An der Belastungsgrenze
Die Kinderkliniken im Allgäu sind phasenweise überbelegt – gerade im Winter
- Für 2019 verzeichnet die Memminger Kinderklinik einen Rekord: Mehr Frühgeborene als je zuvor wurden dort behandelt. „Wir sind sehr gut ausgelastet, besonders im Intensivbereich“, sagt Verwaltungsleiter Maximilian Mai. Das Krankenhaus bemühe sich, jeden aufzunehmen. Doch hier komme man zu dem größten Problem von Kinderkliniken: dem Bezahlsystem. Kinder werden wie Erwachsene abgerechnet. Bezahlt wird pro behandeltem Patienten – unabhängig vom Pflegeaufwand. „Kinder benötigen jedoch viel mehr Zeit und Personal“, sagt Mai.
„Als kommunale Klinik müssen wir für Notfälle immer aufnahmebereit sein“, sagt Hendrik Jünger, Chefarzt der Kinderklinik Kempten. Im Vergleich zu Erwachsenen schwanken die Patientenzahlen stark. In Kempten werden jährlich etwa 3500 Kinder stationär und 6000 ambulant betreut. Gerade im Winter, wenn viele Kinder krank seien, komme es zu einer Überbelegung, sagt Jünger. Dann müssten die Kinder in andere Kliniken verlegt werden. Dort herrscht oft das gleiche Problem. Trotzdem müssen die Kinder versorgt werden – von einem Personal, das laut Kliniksprechern ohnehin schon teilweise überlastet sei. Die Kinderheilkunde ist „das breiteste“aller klinischen Fächer, sagt Jünger. Das Personal müsse dementsprechend geschult sein. Doch gerade in der Neonatologie, der Neugeborenen-Medizin, bestehe deutschlandweit ein Mangel an hoch qualifiziertem Pflegepersonal, sagt Jünger. Wegen des Schichtdienstes, der Bezahlung und der emotionalen Belastung in der Arbeit mit schwerkranken Kindern gebe es wenig Nachwuchskräfte.
„Im Vergleich zu Metropolen wie München ist die personelle Situation in Kempten aber noch vergleichsweise gut“, sagt Jünger. Betten wurden wegen Personalmangels noch nicht gesperrt. Auch in der Kinderklinik Kaufbeuren mangelt es nicht an Patienten – „im Gegenteil“, sagt Chefarzt Markus Rauchenzauner. „Wir hatten schon immer mehr Patienten als Betten.“In der Kaufbeurer Kinderklinik gibt es 20 Betten.

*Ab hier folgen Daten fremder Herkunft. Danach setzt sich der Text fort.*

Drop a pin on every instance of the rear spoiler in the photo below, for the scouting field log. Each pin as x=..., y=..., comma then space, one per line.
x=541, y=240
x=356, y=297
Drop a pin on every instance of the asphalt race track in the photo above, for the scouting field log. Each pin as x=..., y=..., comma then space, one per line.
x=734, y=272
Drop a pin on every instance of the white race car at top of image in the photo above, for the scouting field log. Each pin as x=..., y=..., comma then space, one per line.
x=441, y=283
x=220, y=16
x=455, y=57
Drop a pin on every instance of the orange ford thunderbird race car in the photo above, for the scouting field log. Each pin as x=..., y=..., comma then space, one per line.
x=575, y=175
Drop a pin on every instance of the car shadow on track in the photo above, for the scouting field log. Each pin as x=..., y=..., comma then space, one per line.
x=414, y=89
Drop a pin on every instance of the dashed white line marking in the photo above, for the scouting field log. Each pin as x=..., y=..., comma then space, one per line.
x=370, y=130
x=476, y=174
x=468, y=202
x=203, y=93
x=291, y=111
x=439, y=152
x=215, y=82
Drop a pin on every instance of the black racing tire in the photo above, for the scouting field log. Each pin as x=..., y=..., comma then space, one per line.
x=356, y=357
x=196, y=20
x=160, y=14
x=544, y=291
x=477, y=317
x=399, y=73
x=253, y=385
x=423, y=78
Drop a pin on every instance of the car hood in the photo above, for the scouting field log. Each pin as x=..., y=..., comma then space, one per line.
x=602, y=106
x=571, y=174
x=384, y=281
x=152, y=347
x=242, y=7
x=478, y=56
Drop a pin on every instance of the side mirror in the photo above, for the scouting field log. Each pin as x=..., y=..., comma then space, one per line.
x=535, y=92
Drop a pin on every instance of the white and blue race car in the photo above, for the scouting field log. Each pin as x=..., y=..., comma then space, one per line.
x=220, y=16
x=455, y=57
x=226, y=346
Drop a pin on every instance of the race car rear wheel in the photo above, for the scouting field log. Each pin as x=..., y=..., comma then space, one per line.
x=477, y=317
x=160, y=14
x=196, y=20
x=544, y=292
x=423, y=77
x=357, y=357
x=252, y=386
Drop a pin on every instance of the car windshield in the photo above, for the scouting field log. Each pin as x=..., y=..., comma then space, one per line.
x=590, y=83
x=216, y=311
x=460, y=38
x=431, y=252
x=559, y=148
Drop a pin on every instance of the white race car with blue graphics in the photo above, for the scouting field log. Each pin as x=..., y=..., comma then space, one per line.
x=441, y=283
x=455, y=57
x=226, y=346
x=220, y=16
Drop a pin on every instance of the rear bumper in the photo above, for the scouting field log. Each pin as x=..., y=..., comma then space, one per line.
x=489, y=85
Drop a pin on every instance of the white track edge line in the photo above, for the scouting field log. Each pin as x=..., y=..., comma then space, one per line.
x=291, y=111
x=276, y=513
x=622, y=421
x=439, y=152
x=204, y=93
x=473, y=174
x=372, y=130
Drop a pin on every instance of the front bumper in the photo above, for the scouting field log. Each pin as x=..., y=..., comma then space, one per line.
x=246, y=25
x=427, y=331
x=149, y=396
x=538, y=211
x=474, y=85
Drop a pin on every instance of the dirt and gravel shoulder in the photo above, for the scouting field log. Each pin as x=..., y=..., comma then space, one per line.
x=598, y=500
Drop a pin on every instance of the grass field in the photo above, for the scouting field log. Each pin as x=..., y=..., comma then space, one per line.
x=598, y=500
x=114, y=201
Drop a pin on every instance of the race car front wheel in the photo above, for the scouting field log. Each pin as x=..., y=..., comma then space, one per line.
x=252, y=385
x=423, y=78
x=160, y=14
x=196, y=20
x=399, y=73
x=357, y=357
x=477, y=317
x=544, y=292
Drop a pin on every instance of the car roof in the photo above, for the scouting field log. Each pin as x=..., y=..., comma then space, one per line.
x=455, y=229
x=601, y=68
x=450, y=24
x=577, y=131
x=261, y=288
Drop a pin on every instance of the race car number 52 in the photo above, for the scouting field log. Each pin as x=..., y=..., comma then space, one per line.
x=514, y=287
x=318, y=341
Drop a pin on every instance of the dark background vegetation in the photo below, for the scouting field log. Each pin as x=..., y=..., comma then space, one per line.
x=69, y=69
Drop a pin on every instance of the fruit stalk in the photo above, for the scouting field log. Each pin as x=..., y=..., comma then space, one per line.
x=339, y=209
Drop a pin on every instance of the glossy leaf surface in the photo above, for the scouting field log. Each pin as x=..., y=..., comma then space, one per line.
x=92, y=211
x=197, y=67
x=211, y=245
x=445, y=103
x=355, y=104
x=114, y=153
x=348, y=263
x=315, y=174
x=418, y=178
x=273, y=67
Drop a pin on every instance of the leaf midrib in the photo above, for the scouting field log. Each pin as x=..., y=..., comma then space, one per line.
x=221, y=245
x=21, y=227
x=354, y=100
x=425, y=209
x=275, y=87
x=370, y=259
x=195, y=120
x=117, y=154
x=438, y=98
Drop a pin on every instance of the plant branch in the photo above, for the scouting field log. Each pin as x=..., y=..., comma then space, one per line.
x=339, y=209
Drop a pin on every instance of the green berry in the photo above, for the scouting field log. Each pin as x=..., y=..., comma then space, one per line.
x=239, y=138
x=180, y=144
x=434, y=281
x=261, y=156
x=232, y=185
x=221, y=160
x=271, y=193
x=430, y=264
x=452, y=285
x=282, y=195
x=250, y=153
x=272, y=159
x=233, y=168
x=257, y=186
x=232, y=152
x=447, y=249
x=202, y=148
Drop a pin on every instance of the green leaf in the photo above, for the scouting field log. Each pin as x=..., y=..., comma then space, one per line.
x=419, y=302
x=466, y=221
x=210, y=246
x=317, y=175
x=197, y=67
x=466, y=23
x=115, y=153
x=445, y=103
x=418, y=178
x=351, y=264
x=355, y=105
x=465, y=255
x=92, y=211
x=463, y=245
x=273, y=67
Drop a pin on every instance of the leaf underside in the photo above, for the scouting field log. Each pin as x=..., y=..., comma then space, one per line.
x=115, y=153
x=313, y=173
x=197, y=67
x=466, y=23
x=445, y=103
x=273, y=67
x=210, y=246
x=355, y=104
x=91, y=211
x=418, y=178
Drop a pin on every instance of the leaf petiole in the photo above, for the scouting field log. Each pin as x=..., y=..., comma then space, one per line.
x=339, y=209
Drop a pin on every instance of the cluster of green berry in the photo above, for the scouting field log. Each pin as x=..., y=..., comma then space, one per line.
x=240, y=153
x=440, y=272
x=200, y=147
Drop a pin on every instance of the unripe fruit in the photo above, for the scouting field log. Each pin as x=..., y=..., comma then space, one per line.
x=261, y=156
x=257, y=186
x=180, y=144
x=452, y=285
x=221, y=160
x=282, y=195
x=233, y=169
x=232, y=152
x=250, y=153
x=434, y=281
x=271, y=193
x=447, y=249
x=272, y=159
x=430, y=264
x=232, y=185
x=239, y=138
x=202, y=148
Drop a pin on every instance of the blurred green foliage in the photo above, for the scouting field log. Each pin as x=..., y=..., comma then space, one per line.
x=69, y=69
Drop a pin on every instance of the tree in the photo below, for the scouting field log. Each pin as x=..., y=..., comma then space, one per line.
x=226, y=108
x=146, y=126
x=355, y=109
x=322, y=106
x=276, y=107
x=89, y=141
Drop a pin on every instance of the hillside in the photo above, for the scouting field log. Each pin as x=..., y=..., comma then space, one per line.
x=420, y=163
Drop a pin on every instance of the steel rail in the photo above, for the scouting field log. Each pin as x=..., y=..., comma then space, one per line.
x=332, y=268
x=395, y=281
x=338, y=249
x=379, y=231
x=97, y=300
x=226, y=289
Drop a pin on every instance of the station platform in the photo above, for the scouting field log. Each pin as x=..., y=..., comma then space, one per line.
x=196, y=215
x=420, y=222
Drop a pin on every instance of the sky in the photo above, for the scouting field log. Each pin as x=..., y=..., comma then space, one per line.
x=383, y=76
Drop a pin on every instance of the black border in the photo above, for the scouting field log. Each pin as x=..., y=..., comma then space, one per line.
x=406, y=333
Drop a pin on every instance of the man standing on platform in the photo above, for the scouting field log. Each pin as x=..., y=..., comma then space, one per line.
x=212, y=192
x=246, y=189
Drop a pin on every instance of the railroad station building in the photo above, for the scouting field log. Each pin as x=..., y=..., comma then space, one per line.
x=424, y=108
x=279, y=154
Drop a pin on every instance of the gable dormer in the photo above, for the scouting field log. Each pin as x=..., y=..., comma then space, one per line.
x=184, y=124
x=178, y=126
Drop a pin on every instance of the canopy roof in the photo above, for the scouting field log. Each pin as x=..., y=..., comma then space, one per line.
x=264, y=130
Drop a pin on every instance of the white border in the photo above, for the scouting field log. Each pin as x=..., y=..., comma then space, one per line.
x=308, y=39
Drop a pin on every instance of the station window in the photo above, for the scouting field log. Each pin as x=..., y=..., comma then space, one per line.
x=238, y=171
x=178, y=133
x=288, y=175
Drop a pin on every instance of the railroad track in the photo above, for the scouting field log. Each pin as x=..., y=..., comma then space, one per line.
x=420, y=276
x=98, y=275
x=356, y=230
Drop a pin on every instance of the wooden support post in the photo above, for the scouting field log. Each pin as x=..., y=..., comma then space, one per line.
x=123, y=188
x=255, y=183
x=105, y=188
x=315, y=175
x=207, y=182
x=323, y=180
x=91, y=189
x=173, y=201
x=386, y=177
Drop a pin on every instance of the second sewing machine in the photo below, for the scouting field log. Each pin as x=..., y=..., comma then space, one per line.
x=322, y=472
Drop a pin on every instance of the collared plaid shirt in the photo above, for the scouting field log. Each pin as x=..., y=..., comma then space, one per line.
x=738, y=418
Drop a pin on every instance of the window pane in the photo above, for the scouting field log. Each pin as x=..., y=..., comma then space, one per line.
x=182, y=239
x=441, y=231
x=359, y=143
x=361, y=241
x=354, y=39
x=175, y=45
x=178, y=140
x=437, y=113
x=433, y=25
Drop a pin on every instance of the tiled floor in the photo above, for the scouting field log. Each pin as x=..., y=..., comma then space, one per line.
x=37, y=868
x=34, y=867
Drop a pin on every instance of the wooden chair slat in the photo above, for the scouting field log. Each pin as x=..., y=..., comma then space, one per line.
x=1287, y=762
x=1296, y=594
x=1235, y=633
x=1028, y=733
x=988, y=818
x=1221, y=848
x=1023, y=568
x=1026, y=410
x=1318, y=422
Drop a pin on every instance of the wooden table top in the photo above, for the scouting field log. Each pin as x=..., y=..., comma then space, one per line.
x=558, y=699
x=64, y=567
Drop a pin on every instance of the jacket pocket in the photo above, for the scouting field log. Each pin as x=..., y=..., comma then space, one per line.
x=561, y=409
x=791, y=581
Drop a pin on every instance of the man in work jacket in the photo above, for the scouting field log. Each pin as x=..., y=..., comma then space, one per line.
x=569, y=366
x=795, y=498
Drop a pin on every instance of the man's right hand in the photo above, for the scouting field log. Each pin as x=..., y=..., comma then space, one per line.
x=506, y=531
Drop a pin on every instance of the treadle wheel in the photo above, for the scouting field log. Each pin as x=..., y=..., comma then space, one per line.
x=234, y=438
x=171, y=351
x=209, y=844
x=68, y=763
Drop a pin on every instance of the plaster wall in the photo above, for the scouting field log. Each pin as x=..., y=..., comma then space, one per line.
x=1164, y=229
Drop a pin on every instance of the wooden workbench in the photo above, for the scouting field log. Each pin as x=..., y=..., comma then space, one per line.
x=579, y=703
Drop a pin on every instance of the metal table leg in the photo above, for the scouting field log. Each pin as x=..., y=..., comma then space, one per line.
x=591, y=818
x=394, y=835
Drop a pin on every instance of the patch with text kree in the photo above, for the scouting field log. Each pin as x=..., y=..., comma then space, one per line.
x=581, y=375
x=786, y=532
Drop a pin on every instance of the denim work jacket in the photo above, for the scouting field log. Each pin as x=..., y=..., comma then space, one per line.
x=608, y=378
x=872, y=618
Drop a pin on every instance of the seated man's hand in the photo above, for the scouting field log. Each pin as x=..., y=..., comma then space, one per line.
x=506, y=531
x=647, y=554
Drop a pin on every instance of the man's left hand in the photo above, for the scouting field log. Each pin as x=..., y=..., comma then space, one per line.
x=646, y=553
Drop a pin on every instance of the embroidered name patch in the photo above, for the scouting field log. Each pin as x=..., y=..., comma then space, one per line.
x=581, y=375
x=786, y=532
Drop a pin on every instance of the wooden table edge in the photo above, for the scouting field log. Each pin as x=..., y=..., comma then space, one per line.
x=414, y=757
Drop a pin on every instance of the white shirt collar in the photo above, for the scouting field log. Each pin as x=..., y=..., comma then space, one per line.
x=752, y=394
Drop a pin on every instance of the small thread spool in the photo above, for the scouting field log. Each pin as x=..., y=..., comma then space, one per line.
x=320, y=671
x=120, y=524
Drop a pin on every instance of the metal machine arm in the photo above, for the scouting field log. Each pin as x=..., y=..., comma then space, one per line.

Die kleinen Patienten stammen hauptsächlich aus der Region. „Doch gerade für neurologische Behandlungen kommen die Menschen von weit her“, sagt Rauchenzauner. Kranke Kinder seien nicht mit Erwachsenen zu vergleichen: „Ein Kind kann nicht allein gelassen werden“, sagt Rauchenzauner. Das Pflegepersonal müsse daher mehr Zeit investieren. „Habe ich ein Kind als Patienten, kümmere ich mich um zwei Menschen: das Kind und die Mutter“, sagt Rauchenzauner. Selbst einfache Tätigkeiten wie Blutabnehmen dauerten länger. Denn das Kind streckt im seltensten Fall freiwillig den Arm hin.
Die gleiche Pauschale für alle
Obwohl die Behandlung eines Fünfjährigen länger dauert als die eines 50Jährigen, bekommen Krankenhäuser dafür nicht mehr Geld. Seit 2003 werden sie mit einer Pauschale bezahlt. Das heißt, dass es für die Behandlung einer bestimmten Erkrankung dieselbe Summe gibt. „Dieses Bezahlsystem funktioniert in Kinderkliniken nur bedingt“, sagt Rauchenzauner.
Einige Behandlungen würden gut bezahlt. Doch dies sei nicht bei allen der Fall. „Die Kinderheilkunde ist in diesem System schlecht abgebildet und unterfinanziert“, so Jünger. Dies gefährde eine positive Entwicklung einer Klinik und ihr Angebot. Gerade die Versorgung von chronisch und komplex erkrankten Kindern sei unterfinanziert.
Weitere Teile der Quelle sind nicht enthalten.